If the automaton is in state $q$ and reads the next characters $T[i+1]=a$, then we want the transition to lead to the state corresponding to the longest prefix of $P$ that is a suffix of $T_ia$, i.e. $\sigma(T_ia)$.
Because $P_q$ is the longest prefix of $P$ that is a suffix of $T_i$ , i.e. $P_q=\sigma(T_i)$ we also have the longest prefix of $P$ that is a suffix of $T_ia$ is not only $\sigma(T_ia)$ but also $\sigma(P_qa)$.
- If $a=P[q+1]$, $\delta(q, a)=q+1$.
- If $a\neq P[q+1]$ we find a smaller prefix of $P$ that is also a suffix of $T_i$.
Kunth-Morris-Pratt Algorithm
Given a pattern $P[1..m]$, the prefix function for the pattern $P$ is the function $\pi:{1,2,\ldots, m}\mapsto{0,1,\ldots, m-1}$ such that
$\pi[q]=\max{k:k<q\wedge P_k\sqsupset P_q}$
i.e. $\pi[q]$ is the length of the longest prefix of $P$ that is a proper suffix of $P_q$.
For matching:
- Scan the text $T$ from left to right starting with $q=0$ (number of characters matched is $0$ initially):
- While $q>0$ and next character doesn’t match, i.e. $P[q+1]\neq T[i]$, keep doing $q\leftarrow\pi[q]$
- If next character matches, i.e. $P[q+1]=T[i]$, then $q\leftarrow q+1$
- If $q=m$, pattern is found, and set $q\leftarrow\pi[q]$
q = 0 for i = 0 to n - 1: while (k > 0 && T[i] != P[q]): q = pi[q-1] if (T[i] == P[q]): q++ if (q == m): # Pattern Found q = pi[q - 1] pi[q] = k
For computing prefix-function:
-
$\pi[1]\leftarrow0$ by definition
-
Scan the pattern $P$ from left to right starting from $q=2$ 2 (loop starts from 2nd character, 1-indexed) and $k=0$ (number of characters matched in 0 initially):
- While $k>0$ and next character doesn’t match, i.e. $P[k+1]\ne P[q]$, keep doing $k\leftarrow\pi[k]$
- If next character matches, i.e. $P[k+1]=P[q]$, then $k\leftarrow k+1$.

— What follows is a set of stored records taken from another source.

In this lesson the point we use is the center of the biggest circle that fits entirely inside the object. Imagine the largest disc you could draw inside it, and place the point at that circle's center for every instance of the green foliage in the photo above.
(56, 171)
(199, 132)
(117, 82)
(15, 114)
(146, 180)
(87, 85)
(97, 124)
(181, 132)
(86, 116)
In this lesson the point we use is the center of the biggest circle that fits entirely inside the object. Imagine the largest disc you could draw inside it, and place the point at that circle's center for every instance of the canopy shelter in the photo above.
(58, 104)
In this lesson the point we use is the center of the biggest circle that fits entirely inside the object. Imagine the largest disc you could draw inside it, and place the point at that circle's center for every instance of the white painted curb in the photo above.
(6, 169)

- Set $\pi[q]\leftarrow k$
pi[1] = 0 k = 0 for q = 1 to m - 1: while (k > 0 && P[k] != P[q]): k = pi[k-1] if (P[k] == P[q]): k++ pi[q] = k
Z-Algorithm
The algorithm produces an array $Z$ where $Z[i]$ denotes the length of the longest substring starting from $S[i]$ which is also a prefix of $S$. We refer to prefix-substrings as substrings which are also prefix.
As we iterate over the letters in the string we maintain an interval $[L, R]$ which is the interval with maximum $R$ such that $1\le L\le i\le R$ and $S[L\ldots R]$is a prefix-substring (if no such inteval exists $L=R=-1$)

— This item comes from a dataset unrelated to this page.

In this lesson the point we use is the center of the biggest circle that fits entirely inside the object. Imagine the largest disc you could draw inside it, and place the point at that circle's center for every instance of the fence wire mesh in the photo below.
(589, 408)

Now suppose we have correct interval $[L, R]$ for $i-1$ and for all values of $Z$ upto $i-1$, we will compute $Z[i]$ and new $[L, R]$ by following steps:
- $i>R$:
- there is not a prefix-substring of $S$ that starts before $i$ and ends at $\ge i$. We would have taken that interval instead.
- Set $[L,R]$ to $[i,i]$ and start comparing $S[0…]$ to $S[i…]$ and $Z[i]=R-L+1$.
- $i\le R$:
- Let $k=i-L$. We know that $Z[i]\ge \min (Z[k], R-i+1)$
- $Z[k]<R-i+1$:
- $Z[i]=Z[k]$
- $Z[k]\ge R-i+1$:
- Update $[L,R]$ to $[i,R]$ and start comparing $S[R+1…]$ to $S[k+1…]$
L = 0 R = 0 for i = 1 to n: if (i > R): L = i R = i while (R < n && s[R - L] == s[R]): R++ Z[i] = R - L R-- else: k = i - L if (Z[k] < R - i + 1): Z[i] = Z[k] else: L = i while (R < n && s[R-L] == s[R]): R++ Z[i] = R - L R--
For pattern matching we use Z-algorithm on string $P\Phi T$ where $\Phi$ matches nothing Then indices with $Z[i]=m$ correspond to matches in $T$ of $P$.